Knowledge of IT security is lacking in production facilities. Engineers are trained to handle production plants, not cyberattacks. Guidelines from an expert group are intended to help fill the gap.
The term “Industry 4.0” is still relatively new. But according to a survey by the German IT industry association Bitkom, every fourth machine in the domestic manufacturing industry is already connected to the Internet. Ten percent of the companies surveyed even had more than half their machines connected to the Internet.
Cybersecurity has a new relevance for these companies, although many don’t know how to approach the topic. There have already been serious security breaches in OT (operational technology). Although the engineers know their own plants inside and out, they often lack expertise when it comes to IT security in production – especially in medium-sized companies. IT experts are currently hard to come by and training takes time. Guidebooks could ameliorate the problem but so far there has been a shortage of practical assistance. The Industrial Internet Consortium (IIC) is now attempting to meet this need.
The Industrial Internet Consortium (IIC) takes on IT security
The IIC put together an expert group in collaboration with partner companies that spent over two years investigating common security practices in real IoT applications as they’re generally used in OT. According to the group’s own statement, the main problem that they ran up against was the breadth of applications in the industry. They found that different components are being used in many different ways, depending on the particular production plants. This means that uniform, standard solutions are often out of the question. In addition, the plants differ in terms of their significance for the business model. They require different security levels based on relevance.

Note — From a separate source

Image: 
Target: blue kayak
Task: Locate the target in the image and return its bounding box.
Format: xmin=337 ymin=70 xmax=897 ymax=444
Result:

The result of these requirements is the “Security Maturity Model (SMM) Practitioner’s Guide”. The Practitioner’s Guide is intended to support operators of industrial plants in assessing their current security level and determining the necessary actions. Plants and areas of application can be categorized according to 36 parameters, thus enabling an individual needs assessment. On this basis, the expert group recommends suitable steps for optimizing the IoT security level.

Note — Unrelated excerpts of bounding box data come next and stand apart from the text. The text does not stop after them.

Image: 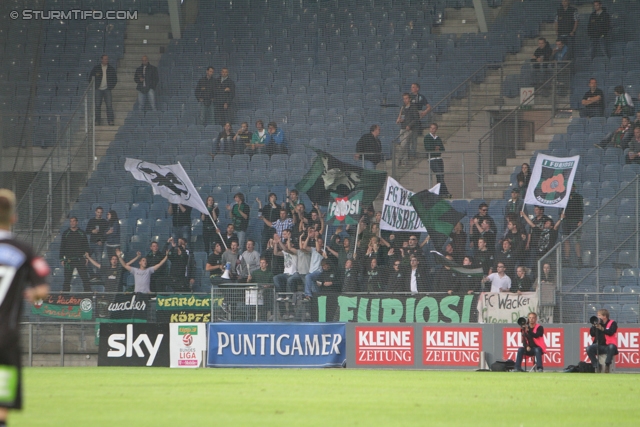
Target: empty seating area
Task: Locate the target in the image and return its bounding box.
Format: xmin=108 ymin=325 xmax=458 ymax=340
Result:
xmin=0 ymin=0 xmax=640 ymax=314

Of particular note are the three supplementary case studies which, for example, can provide management with an overview of suitable security models and procedures that are being used in practice. They range from a connected, data-driven bottling line to updates for connected cars that receive over-the-air (OTA) updates.
U.S. standardisation authorities offer assistance for Industry 4.0
If more help is needed, the somewhat older guide from the U.S. standardisation authority NIST (National Institute of Standards and Technology) can also be consulted. The “Guide to Industrial Control Systems (ICS) Security” takes a slightly different approach. It describes typical threats to industrial plants and discusses suitable forms of protection. After presenting an industry-standard risk assessment, the Guide provides a detailed explanation of security architectures suitable for plants. However, it pays too little attention to the specifics of modern IoT components as well as to current IT procedures such as over-the-air (OTA) updates. That’s why the NIST Guide is recommended only as an ideal supplement to the IIC Practitioner’s Guide.